Sin embargo, sigue pendiente aquella pregunta de Ortega sobre si la preocupación por lo urgente no nos está haciendo perder la pasión por lo importante. Si en la escuela hay que enseñar a hacer tareas como manejar el ordenador o conocer las señales de tráfico, cosa que los estudiantes van a aprender de todos modos por su cuenta y riesgo, o si hay que incluir en el currículum materias de Humanidades, que preparan para tener sentido de la historia, dominio de la lengua, capacidad de criticar, reflexionar y argumentar. Que no son competencias para desempeñar una ocupación, sino capacidades del carácter para dirigir la propia vida. Nada más y nada menos.
Por otra parte, se insiste, con razón, en que el conjunto de la educación se dirige a formar buenos ciudadanos, y hete aquí que eso no es ninguna ocupación, sino una dimensión de la persona, aquella que le permite convivir con justicia en una comunidad política.
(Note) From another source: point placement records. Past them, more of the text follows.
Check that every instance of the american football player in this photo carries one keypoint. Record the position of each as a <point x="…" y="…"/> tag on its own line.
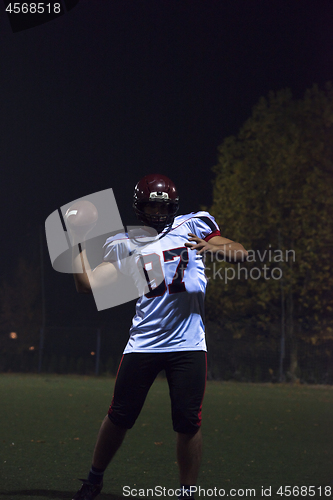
<point x="167" y="331"/>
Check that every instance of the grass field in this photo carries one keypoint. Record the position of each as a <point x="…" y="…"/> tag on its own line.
<point x="255" y="436"/>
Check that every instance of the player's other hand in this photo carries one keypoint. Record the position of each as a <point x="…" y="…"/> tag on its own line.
<point x="201" y="246"/>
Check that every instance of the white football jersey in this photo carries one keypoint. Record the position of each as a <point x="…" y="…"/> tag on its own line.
<point x="170" y="317"/>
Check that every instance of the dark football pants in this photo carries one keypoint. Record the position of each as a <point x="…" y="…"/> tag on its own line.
<point x="186" y="373"/>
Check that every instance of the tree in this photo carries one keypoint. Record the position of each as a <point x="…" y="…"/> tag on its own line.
<point x="273" y="192"/>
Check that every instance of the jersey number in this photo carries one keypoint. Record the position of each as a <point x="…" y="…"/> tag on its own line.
<point x="153" y="272"/>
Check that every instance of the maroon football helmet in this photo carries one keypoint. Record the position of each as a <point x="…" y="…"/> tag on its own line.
<point x="156" y="201"/>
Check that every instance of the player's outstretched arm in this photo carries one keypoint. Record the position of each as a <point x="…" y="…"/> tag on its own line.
<point x="86" y="278"/>
<point x="219" y="247"/>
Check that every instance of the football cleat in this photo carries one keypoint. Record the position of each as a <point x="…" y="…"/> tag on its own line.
<point x="88" y="491"/>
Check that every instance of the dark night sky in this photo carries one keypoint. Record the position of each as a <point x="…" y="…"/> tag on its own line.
<point x="113" y="90"/>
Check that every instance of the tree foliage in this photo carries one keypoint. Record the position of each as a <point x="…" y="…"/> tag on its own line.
<point x="273" y="192"/>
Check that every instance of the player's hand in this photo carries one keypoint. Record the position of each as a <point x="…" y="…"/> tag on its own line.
<point x="201" y="246"/>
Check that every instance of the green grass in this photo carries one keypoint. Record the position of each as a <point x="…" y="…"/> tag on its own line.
<point x="254" y="436"/>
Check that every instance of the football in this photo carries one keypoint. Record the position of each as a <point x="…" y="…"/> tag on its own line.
<point x="81" y="215"/>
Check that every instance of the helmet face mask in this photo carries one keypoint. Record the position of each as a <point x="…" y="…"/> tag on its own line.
<point x="156" y="201"/>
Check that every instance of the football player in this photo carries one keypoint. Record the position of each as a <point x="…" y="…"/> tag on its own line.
<point x="167" y="331"/>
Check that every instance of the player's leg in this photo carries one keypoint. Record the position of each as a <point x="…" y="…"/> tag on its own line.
<point x="189" y="452"/>
<point x="135" y="376"/>
<point x="109" y="440"/>
<point x="186" y="373"/>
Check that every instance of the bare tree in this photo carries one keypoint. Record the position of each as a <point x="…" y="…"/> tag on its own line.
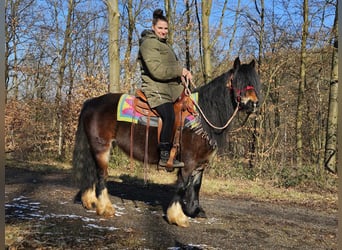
<point x="331" y="133"/>
<point x="301" y="86"/>
<point x="114" y="51"/>
<point x="206" y="9"/>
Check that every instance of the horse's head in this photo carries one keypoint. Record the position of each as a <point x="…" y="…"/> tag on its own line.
<point x="245" y="84"/>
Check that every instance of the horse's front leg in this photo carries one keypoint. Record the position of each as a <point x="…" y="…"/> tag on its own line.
<point x="186" y="197"/>
<point x="104" y="206"/>
<point x="191" y="197"/>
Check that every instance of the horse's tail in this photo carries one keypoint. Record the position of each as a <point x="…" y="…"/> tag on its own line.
<point x="84" y="166"/>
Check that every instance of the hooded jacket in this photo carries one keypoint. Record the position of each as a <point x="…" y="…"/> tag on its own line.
<point x="160" y="70"/>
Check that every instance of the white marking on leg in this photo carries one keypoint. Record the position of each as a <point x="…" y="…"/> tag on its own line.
<point x="175" y="215"/>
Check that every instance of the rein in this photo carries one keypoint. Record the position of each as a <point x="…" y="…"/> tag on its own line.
<point x="188" y="93"/>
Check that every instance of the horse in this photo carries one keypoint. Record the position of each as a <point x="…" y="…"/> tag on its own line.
<point x="99" y="130"/>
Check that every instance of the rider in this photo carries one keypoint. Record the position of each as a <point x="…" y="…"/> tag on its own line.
<point x="161" y="74"/>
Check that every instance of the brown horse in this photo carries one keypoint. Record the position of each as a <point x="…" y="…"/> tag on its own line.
<point x="98" y="129"/>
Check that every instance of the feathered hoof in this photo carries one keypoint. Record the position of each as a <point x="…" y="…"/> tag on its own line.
<point x="89" y="200"/>
<point x="107" y="211"/>
<point x="176" y="216"/>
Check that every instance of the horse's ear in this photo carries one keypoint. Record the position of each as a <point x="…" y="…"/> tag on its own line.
<point x="237" y="63"/>
<point x="252" y="63"/>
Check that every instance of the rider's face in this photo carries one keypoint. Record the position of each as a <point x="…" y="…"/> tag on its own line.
<point x="161" y="29"/>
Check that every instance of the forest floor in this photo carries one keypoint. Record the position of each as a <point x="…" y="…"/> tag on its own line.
<point x="40" y="213"/>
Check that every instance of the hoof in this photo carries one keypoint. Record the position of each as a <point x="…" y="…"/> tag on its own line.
<point x="176" y="216"/>
<point x="109" y="211"/>
<point x="88" y="199"/>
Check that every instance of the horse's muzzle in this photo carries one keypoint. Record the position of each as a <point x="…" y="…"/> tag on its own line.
<point x="250" y="102"/>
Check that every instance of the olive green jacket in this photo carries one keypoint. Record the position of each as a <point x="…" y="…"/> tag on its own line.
<point x="160" y="70"/>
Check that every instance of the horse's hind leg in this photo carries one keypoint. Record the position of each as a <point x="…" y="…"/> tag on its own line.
<point x="88" y="198"/>
<point x="104" y="206"/>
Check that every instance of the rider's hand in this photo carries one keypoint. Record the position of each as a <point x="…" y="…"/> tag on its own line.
<point x="187" y="74"/>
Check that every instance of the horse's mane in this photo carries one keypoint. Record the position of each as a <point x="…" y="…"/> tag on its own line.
<point x="215" y="100"/>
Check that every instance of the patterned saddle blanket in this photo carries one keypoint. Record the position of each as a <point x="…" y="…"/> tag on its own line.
<point x="127" y="113"/>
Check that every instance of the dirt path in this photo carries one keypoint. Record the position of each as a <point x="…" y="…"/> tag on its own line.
<point x="41" y="214"/>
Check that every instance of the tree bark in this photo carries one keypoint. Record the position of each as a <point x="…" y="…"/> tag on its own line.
<point x="114" y="53"/>
<point x="206" y="9"/>
<point x="301" y="87"/>
<point x="331" y="133"/>
<point x="62" y="65"/>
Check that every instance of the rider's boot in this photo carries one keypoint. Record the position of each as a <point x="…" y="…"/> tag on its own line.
<point x="165" y="155"/>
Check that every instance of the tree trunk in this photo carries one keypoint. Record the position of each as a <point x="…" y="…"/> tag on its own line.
<point x="301" y="87"/>
<point x="331" y="133"/>
<point x="168" y="10"/>
<point x="114" y="53"/>
<point x="188" y="34"/>
<point x="206" y="9"/>
<point x="127" y="64"/>
<point x="61" y="73"/>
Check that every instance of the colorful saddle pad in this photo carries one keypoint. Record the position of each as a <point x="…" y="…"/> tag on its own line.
<point x="126" y="112"/>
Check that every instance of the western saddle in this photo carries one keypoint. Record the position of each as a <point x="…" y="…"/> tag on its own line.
<point x="183" y="107"/>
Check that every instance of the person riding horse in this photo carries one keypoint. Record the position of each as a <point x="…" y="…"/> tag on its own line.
<point x="161" y="74"/>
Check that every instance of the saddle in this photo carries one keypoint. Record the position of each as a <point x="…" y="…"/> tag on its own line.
<point x="183" y="107"/>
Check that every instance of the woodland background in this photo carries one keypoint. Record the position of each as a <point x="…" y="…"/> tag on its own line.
<point x="60" y="53"/>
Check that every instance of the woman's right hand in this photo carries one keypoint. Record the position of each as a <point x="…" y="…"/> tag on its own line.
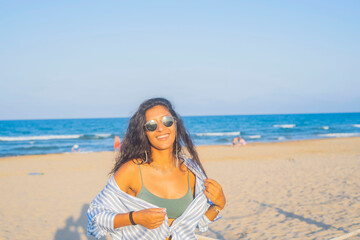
<point x="150" y="218"/>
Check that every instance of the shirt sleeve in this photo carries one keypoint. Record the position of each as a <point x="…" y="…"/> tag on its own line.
<point x="204" y="222"/>
<point x="100" y="220"/>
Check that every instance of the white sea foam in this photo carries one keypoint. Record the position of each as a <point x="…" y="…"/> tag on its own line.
<point x="285" y="125"/>
<point x="218" y="134"/>
<point x="255" y="136"/>
<point x="103" y="135"/>
<point x="339" y="135"/>
<point x="45" y="137"/>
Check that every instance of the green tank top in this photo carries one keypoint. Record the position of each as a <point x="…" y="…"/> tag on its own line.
<point x="174" y="207"/>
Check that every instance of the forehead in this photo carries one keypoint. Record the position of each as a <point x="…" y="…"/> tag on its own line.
<point x="156" y="112"/>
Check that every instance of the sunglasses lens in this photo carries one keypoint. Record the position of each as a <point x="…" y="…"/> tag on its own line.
<point x="151" y="125"/>
<point x="167" y="121"/>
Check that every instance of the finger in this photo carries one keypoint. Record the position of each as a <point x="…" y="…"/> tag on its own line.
<point x="158" y="210"/>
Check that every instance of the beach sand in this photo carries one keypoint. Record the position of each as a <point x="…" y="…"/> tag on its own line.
<point x="288" y="190"/>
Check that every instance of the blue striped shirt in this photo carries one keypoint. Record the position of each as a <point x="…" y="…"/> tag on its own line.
<point x="112" y="201"/>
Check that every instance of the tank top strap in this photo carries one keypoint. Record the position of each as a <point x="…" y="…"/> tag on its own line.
<point x="189" y="178"/>
<point x="142" y="181"/>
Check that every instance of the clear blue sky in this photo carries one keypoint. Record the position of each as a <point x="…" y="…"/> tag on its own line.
<point x="82" y="59"/>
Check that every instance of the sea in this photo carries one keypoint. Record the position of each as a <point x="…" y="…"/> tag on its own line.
<point x="27" y="137"/>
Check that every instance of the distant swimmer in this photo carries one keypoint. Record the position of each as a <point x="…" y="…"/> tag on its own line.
<point x="75" y="148"/>
<point x="117" y="144"/>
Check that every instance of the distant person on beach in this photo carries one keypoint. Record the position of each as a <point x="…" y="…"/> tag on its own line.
<point x="239" y="141"/>
<point x="156" y="192"/>
<point x="242" y="142"/>
<point x="75" y="148"/>
<point x="235" y="141"/>
<point x="116" y="143"/>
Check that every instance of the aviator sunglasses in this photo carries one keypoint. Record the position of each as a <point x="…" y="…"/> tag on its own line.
<point x="152" y="125"/>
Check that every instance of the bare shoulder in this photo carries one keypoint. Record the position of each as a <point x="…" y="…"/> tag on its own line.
<point x="126" y="177"/>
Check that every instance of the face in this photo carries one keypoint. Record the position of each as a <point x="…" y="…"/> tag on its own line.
<point x="163" y="137"/>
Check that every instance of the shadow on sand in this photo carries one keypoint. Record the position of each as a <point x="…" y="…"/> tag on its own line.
<point x="75" y="229"/>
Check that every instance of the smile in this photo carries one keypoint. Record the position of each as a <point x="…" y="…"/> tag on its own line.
<point x="163" y="137"/>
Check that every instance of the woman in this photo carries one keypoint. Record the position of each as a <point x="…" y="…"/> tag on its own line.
<point x="155" y="191"/>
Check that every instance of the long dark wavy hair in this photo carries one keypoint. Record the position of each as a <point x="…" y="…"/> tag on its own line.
<point x="136" y="144"/>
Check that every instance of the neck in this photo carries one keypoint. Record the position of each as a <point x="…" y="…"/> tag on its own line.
<point x="162" y="158"/>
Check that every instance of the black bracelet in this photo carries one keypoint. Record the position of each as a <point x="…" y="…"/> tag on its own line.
<point x="131" y="219"/>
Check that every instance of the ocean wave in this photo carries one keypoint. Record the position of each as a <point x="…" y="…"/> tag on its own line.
<point x="285" y="126"/>
<point x="31" y="148"/>
<point x="96" y="136"/>
<point x="339" y="135"/>
<point x="45" y="137"/>
<point x="218" y="134"/>
<point x="254" y="136"/>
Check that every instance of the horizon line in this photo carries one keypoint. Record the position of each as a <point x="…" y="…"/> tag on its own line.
<point x="256" y="114"/>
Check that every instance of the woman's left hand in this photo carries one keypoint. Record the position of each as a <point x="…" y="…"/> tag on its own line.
<point x="214" y="192"/>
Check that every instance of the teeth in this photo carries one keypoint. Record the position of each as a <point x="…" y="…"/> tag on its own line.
<point x="162" y="136"/>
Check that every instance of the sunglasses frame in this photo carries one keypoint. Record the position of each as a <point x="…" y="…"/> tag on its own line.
<point x="157" y="125"/>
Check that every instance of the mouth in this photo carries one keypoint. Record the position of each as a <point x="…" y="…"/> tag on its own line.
<point x="163" y="137"/>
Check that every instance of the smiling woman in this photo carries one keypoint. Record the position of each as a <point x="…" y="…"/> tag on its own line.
<point x="156" y="192"/>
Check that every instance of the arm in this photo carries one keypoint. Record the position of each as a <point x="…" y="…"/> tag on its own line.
<point x="150" y="218"/>
<point x="214" y="192"/>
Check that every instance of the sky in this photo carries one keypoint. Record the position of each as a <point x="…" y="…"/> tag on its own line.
<point x="97" y="59"/>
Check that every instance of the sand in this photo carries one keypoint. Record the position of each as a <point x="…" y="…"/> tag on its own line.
<point x="289" y="190"/>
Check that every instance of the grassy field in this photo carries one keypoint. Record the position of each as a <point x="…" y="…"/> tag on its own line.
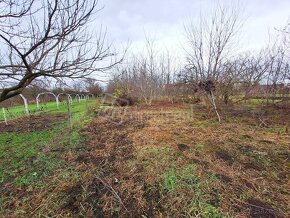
<point x="50" y="107"/>
<point x="159" y="161"/>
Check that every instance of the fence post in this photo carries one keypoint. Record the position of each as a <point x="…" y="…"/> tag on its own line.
<point x="4" y="115"/>
<point x="87" y="107"/>
<point x="25" y="104"/>
<point x="69" y="114"/>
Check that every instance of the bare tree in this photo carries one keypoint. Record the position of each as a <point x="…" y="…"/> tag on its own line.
<point x="209" y="43"/>
<point x="49" y="39"/>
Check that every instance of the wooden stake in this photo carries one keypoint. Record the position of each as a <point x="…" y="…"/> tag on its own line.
<point x="4" y="114"/>
<point x="69" y="114"/>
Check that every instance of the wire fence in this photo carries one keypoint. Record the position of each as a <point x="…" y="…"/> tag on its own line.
<point x="67" y="106"/>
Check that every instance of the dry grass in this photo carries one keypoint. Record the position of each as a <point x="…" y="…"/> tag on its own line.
<point x="167" y="160"/>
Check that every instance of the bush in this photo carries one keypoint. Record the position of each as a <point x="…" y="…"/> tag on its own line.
<point x="124" y="100"/>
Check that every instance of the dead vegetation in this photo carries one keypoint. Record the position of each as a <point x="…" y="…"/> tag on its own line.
<point x="31" y="123"/>
<point x="170" y="161"/>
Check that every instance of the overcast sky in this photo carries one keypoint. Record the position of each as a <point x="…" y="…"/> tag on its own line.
<point x="128" y="20"/>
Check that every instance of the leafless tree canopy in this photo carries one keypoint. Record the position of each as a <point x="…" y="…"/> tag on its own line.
<point x="49" y="39"/>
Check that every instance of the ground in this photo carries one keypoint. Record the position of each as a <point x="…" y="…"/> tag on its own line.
<point x="159" y="161"/>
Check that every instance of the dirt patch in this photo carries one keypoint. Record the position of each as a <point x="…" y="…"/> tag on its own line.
<point x="32" y="123"/>
<point x="183" y="147"/>
<point x="224" y="155"/>
<point x="260" y="209"/>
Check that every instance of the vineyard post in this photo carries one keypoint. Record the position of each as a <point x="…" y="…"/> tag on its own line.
<point x="4" y="115"/>
<point x="69" y="113"/>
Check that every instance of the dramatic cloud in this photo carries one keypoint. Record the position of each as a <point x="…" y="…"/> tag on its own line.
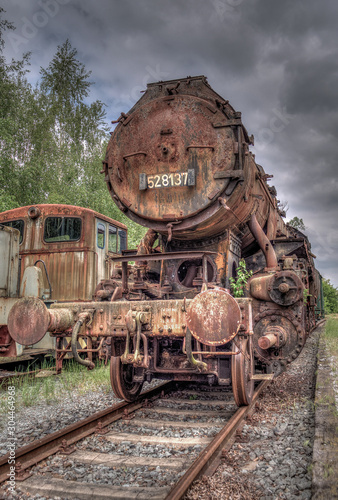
<point x="277" y="62"/>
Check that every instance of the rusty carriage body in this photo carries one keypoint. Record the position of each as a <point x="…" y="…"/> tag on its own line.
<point x="179" y="164"/>
<point x="61" y="253"/>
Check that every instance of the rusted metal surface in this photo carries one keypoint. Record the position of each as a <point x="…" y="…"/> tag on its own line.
<point x="214" y="317"/>
<point x="176" y="157"/>
<point x="284" y="288"/>
<point x="213" y="451"/>
<point x="38" y="450"/>
<point x="9" y="263"/>
<point x="71" y="265"/>
<point x="28" y="321"/>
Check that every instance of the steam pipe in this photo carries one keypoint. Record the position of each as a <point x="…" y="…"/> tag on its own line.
<point x="76" y="329"/>
<point x="264" y="242"/>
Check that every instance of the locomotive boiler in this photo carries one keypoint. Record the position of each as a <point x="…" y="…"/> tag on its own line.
<point x="179" y="164"/>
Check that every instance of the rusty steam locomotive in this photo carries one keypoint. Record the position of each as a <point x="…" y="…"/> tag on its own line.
<point x="179" y="163"/>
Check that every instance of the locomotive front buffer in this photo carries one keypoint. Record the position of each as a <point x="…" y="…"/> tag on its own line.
<point x="207" y="339"/>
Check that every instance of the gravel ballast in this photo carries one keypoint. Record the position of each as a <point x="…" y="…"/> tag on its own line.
<point x="271" y="458"/>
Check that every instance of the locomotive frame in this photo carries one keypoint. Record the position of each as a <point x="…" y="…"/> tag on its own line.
<point x="179" y="163"/>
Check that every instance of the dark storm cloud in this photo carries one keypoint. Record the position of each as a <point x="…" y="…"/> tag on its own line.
<point x="275" y="61"/>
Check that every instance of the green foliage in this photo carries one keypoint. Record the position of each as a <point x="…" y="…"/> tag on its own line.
<point x="297" y="223"/>
<point x="330" y="297"/>
<point x="52" y="138"/>
<point x="238" y="284"/>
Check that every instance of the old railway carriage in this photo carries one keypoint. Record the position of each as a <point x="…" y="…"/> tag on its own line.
<point x="179" y="163"/>
<point x="64" y="252"/>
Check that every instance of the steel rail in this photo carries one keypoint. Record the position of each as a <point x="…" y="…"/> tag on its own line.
<point x="213" y="450"/>
<point x="33" y="453"/>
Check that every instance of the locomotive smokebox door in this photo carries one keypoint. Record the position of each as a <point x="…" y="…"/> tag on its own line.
<point x="214" y="317"/>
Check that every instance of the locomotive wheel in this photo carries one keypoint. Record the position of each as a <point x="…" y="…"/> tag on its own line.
<point x="122" y="380"/>
<point x="242" y="369"/>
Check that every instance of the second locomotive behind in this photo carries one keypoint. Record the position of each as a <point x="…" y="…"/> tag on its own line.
<point x="179" y="163"/>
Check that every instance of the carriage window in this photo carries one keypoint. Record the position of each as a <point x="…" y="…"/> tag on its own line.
<point x="122" y="240"/>
<point x="62" y="229"/>
<point x="101" y="233"/>
<point x="112" y="239"/>
<point x="17" y="224"/>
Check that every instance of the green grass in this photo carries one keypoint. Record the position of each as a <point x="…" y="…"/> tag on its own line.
<point x="331" y="333"/>
<point x="74" y="378"/>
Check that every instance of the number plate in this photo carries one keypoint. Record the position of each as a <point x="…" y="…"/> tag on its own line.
<point x="175" y="179"/>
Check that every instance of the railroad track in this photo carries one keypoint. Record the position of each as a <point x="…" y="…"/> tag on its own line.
<point x="108" y="453"/>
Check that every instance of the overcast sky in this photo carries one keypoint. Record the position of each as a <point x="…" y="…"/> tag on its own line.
<point x="276" y="61"/>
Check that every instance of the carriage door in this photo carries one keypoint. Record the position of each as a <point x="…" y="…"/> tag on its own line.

No tanto vivir en paz, que puede ser la de los cementerios o la de los amordazados, sino convivir desde la justicia como valor irrenunciable. Y para eso hace falta aprender a enfrentar la vida común desde el conocimiento de la historia compartida, la degustación de la lengua, el ejercicio de la crítica, la reflexión, el arte de apropiarse de sí mismo para llevar adelante la vida, la capacidad de apreciar los mejores valores. Cosas, sobre todo estas últimas, que no pertenecen al dominio de las competencias, sino a la formación del carácter.

No es una buena noticia entonces que se quiera reducir la Filosofía en el Bachillerato, ni lo es tampoco que se pretenda eludir la ética cívica o esa Educación para la Ciudadanía que debería ayudar a educar en la justicia, no sólo a memorizar listas de derechos, constituciones y estatutos de autonomía, que son por definición variables, sino a protagonizar con otros la vida común.

Por fas o por nefas, acabamos limitando la escuela y la Universidad a preparar presuntamente para lo urgente, no para lo importante, para desempeñar tareas y no para asumir con agallas la vida personal y compartida.

Adela Cortina es catedrática de Ética y Filosofía Política de la Universidad de Valencia y Directora de la Fundación ÉTNOR.